The Milestone home video release of "Shoes" includes an informative commentary track from Shelley Stamp, who also wrote at length on this and other Weber titles in her book, "Lois Weber in Early Hollywood." As Stamp points out, the picture alternates between different gazes. The gaze of the Progressive reformer like Weber and Jane Addams, for whose book is opened with the film's opening, as if the film were a sociological record (albeit a dramatized one based on a "Collier" magazine story, which in turn was based on the work of Addams). Then, there's cinematic identification with the subjective experience of the protagonist Eva (Mary MacLaren) and her gaze. This female gaze and desire for shoes and the dreams of wealth providing an escape from her wage labor is further contrasted with the lecherous male gaze of "Cabaret" Charlie, as well as the idle gaze upon dime novels of her father (talk about a notion of a deadbeat dad that has become quaint--spending his days idly reading and smoking a pipe), the former whose gaze she avoids with her own and the latter for whom she stares at with contempt.
Indeed, and despite its Progressive message on female shop clerks, or that the film was made by working women, the sexual mores of "Shoes" are very much of 1916. Inviting moviegoers, as Stamp says, "to endorse women's wage equity through an appeal to traditional notions of feminine sexual purity and the dangers (physical and sexual) of women's presence in the workforce." Thus, Eva is identified as her family's breadwinner because her father has failed in the responsibility, and her place in the workforce is further complicated by consumerism and lustful men. MacLaren plays Eva with one of the most consistently miserable expressions I've ever seen on screen, and her story is quite a pitiful tragedy of not earning enough to support her family and her feet and thereby eventually prostituting herself for the new shoes. This much the title cards inform us at the film's outset, but it's the picture's final irony on top of this that fully realizes the initial consistent aim of the picture for a poetic gut punch.
The social problems addressed in Weber's oeuvre interests me less than the craft that goes into the lectures. I tend to find her decidedly Christian and Progressive proselytizing a hindrance (if not downright repugnant, such as the pro-eugenics message of "Where Are My Children?" (1916)) to what otherwise are artistically sophisticated pictures. In that respect, I prefer her earlier one-reelers, which seem to have more often explored art and genre more than they did social commentary. After her return to Universal and the epic of an exception in "The Dumb Girl of Portici" (1916), Weber seems to have almost fully committed to social-problem and moral domestic dramas, including with topics often ripped right from contemporary newspaper headlines: besides abortion and birth control in the confused dichotomy of eugenics in "Where Are My Children?" and birth control again as inspired by Margaret Sanger in "The Hand That Rocks the Cradle" (1917), drug addiction in "Hop, the Devil's Brew," capital punishment as based on the case of Charles Stielow in "The People vs.
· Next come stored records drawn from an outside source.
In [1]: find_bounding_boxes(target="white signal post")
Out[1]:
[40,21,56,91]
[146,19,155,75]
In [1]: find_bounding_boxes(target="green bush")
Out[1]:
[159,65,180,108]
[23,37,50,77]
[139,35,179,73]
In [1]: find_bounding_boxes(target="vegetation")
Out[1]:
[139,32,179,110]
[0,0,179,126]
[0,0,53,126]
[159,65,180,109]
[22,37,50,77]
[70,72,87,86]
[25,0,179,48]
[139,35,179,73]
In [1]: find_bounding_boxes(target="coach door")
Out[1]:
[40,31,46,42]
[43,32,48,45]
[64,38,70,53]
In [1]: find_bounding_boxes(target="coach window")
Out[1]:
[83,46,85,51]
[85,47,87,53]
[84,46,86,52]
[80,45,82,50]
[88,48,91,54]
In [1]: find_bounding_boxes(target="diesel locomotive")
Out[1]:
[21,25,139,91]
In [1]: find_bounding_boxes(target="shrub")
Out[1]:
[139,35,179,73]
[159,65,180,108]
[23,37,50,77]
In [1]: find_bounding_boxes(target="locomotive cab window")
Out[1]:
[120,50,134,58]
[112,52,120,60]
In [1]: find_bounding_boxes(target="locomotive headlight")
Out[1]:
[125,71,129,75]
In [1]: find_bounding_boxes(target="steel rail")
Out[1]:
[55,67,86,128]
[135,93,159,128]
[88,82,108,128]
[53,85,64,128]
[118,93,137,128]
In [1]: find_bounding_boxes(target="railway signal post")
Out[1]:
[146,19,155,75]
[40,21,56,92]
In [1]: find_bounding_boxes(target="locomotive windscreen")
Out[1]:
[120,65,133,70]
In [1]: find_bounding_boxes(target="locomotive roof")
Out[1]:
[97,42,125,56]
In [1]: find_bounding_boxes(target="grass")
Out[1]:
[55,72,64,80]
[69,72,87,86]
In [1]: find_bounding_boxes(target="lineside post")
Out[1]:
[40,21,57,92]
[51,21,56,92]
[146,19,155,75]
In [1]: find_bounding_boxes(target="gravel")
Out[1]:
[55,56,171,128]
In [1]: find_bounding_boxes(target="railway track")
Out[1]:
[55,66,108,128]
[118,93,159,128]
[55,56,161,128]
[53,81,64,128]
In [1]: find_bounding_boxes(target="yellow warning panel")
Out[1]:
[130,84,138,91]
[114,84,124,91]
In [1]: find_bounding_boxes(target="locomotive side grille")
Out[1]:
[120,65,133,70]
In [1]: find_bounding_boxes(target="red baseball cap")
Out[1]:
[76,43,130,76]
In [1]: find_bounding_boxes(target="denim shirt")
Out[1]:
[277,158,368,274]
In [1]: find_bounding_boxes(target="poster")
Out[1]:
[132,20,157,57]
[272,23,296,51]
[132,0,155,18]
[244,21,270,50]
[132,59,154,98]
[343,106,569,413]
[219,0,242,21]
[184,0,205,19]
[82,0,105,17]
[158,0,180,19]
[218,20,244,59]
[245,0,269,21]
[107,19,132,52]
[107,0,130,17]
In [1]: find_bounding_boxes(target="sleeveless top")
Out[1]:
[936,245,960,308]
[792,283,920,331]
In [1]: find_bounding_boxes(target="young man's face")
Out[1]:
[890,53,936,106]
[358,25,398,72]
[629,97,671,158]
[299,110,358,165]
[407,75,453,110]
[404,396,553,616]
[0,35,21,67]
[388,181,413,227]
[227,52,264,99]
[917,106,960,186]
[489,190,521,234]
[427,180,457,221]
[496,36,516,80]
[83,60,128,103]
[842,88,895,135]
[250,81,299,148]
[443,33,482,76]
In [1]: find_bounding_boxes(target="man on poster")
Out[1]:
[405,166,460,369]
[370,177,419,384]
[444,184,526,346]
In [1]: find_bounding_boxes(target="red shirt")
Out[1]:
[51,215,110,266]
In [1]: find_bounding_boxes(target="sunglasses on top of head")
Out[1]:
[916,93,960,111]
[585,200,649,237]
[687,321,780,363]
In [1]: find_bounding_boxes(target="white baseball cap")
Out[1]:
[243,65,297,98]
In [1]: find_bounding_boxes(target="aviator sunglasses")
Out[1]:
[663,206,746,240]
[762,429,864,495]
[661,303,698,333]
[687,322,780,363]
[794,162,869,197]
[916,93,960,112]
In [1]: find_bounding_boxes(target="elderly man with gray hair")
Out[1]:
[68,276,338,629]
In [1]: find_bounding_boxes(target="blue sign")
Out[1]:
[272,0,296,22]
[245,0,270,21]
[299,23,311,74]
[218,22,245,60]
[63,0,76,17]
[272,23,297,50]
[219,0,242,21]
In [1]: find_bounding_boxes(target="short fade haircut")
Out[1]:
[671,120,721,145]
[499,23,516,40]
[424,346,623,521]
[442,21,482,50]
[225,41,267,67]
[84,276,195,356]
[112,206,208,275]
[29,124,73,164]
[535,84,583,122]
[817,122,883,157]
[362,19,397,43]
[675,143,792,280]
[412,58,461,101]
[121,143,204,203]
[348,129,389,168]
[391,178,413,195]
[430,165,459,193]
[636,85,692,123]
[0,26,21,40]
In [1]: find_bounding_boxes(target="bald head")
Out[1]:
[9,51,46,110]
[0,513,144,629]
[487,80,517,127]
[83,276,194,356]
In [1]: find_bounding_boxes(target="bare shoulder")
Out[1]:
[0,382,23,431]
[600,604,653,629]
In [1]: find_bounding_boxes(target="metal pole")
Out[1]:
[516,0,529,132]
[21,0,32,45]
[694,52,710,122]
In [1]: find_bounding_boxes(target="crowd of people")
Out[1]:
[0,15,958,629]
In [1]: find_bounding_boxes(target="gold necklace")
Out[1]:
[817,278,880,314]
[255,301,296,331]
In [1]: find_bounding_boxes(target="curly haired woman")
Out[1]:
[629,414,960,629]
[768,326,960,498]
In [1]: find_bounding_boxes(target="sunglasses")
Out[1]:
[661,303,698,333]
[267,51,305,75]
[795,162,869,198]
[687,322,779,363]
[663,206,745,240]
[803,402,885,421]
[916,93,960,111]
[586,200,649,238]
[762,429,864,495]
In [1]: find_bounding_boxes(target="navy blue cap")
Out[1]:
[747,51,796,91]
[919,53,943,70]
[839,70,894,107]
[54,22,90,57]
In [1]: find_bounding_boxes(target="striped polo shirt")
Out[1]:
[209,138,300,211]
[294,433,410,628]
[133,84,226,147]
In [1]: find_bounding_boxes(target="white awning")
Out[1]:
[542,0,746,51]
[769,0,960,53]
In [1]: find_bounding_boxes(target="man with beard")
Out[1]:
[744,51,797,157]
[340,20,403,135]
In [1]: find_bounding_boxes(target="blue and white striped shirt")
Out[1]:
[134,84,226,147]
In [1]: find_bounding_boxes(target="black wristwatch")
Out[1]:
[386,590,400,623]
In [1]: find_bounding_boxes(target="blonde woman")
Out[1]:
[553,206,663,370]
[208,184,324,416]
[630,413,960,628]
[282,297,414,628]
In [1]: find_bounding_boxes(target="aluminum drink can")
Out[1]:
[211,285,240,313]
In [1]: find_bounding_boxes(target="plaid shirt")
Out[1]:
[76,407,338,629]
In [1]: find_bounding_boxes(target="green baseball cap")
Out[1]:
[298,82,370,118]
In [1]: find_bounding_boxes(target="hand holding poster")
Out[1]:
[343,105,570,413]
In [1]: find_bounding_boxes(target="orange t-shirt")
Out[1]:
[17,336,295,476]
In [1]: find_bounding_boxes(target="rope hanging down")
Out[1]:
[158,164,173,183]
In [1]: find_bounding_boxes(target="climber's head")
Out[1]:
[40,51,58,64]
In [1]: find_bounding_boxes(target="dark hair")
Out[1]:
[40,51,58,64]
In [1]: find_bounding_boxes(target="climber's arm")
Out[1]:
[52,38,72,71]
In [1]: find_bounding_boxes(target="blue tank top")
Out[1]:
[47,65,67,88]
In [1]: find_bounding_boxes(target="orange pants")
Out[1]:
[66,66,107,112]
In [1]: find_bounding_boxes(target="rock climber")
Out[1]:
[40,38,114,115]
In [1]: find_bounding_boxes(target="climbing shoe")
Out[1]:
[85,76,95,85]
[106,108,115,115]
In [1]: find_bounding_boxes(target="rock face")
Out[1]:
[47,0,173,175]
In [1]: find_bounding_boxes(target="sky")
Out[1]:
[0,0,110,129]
John Doe" (both 1916), Christian Science and alcoholism in "Jewel" (1915) and its remake "A Chapter in Her Life" (1923), and tackling the subject of shopgirls and consumerism again in "The Price of a Good Time" (1917), plus more on class and shoes in "The Blot" (1921).
Some of the worst aspects of these films seem to creep up here, too. The sobriety of the acting and subject matter, the wordy title cards that are sometimes worthy of eye rolling, such as this clog of a sexual metaphor: "This flower had not had a fair chance to bloom in the garden of life. The worm of poverty had entered the folded bud and spoiled it." Furthermore, while the settings have received credit for their realistic recreation, the missing fourth walls are especially evident in such a small-scale drama the repeatedly returns to the same places. But, it's a nice-looking film, appreciably restored, well constructed visually, and the lecturing isn't as cumbersome as it would become by, say, "The Blot," with its emphasis on a particularly genteel form of poverty and the self-serving message of paying lecturers and preachers better. I love the broken mirror shot here of Eva, too, as she dresses to trade sex for shoes, her soul for better support of her soles. Yet, it's the shoes that standout, how they're photographed, gazed upon and how the story extends from them.